Single by Lidell Townsell

from the album Harmony
- Released: 1992
- Genre: House
- Label: Mercury/PolyGram
- Songwriters: Lidell Townsell, K. Fingers (Craig Simpkins), Hula (Lamar Hula Mahone), Silk E (Keith Mayberry), b. Coleman

Lidell Townsell singles chronology
| "Get with U" (1992) | "Nu Nu" (1992) |  |

= Nu Nu =

"Nu Nu" is the second single of Chicago house musician Lidell Townsell, which featured duo M.T.F. The song was released from his 1992 Mercury/PolyGram Records album release Harmony. It was recorded at the Playroom Recording Studio in Chicago Heights, IL by Recording Engineer Jerome Mark Mikulich.

==Chart performance==
"Nu Nu" reached #1 on the US Hot Dance Music/Maxi Singles chart and #2 on the US Hot Dance Music/Club Play chart. It was #26 on the Billboard Hot 100 and #44 on the US Hot Hip-Hop & R&B Singles.

==FannyPack version==
New York's hip hop/electronic group FannyPack covered the song in 2005, renaming it "Nu Nu (Yeah Yeah)". The Double J & Haze Extended Mix of this version appeared on the soundtrack of the 2006 film "Stick It" and on the soundtrack of the 2009 film "Fired Up!"

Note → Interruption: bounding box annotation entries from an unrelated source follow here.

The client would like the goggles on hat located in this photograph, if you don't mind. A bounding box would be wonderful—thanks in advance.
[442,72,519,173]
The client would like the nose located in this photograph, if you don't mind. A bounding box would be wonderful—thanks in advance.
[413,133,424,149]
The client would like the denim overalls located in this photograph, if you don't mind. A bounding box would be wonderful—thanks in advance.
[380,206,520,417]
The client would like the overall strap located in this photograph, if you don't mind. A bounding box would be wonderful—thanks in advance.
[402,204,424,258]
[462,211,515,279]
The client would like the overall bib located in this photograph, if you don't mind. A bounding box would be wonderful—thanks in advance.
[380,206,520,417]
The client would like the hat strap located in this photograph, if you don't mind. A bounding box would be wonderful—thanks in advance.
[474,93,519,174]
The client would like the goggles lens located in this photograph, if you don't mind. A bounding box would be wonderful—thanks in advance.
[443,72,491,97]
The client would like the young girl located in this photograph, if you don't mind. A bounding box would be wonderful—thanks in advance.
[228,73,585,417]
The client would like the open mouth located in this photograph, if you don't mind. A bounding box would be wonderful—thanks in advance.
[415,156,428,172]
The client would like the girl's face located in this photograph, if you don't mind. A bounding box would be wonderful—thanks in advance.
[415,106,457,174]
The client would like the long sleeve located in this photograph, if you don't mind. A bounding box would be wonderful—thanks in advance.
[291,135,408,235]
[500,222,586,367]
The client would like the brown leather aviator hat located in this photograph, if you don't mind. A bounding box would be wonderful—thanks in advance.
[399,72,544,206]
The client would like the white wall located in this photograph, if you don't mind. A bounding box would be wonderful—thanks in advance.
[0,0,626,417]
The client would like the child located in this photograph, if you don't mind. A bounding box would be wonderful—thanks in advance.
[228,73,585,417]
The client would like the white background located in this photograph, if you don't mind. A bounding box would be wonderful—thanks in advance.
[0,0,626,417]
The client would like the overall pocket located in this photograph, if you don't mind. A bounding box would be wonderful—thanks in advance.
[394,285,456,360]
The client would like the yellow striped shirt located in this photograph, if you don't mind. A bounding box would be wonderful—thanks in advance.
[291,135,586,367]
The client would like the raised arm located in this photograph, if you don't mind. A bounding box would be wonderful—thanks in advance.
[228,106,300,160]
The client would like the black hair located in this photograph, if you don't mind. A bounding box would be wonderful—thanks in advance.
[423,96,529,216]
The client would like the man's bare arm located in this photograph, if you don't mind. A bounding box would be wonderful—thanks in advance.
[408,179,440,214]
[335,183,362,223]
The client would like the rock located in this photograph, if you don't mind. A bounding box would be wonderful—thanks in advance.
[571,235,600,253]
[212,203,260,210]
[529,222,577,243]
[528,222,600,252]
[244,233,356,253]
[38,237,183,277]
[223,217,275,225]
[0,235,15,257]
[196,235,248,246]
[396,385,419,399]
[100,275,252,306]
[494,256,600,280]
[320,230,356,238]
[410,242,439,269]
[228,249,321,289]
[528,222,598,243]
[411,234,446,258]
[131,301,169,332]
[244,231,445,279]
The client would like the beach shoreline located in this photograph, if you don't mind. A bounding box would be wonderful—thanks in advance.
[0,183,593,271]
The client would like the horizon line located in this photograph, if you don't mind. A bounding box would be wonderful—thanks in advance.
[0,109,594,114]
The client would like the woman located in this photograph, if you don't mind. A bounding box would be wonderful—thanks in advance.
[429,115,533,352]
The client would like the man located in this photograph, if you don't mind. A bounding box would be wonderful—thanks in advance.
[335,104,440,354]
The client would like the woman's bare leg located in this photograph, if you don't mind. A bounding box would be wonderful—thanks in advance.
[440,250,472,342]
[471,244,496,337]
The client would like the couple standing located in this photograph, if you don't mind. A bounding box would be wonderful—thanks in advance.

This version was used in promos by American television network NBC on its weeknight talk show Late Night with Jimmy Fallon during 2010.

==Austin Mahone/Pitbull sampled version==
The 2014 song "Mmm Yeah" by Austin Mahone featuring Pitbull heavily samples the lyrics and verses from "Nu Nu" and most notably samples the chorus.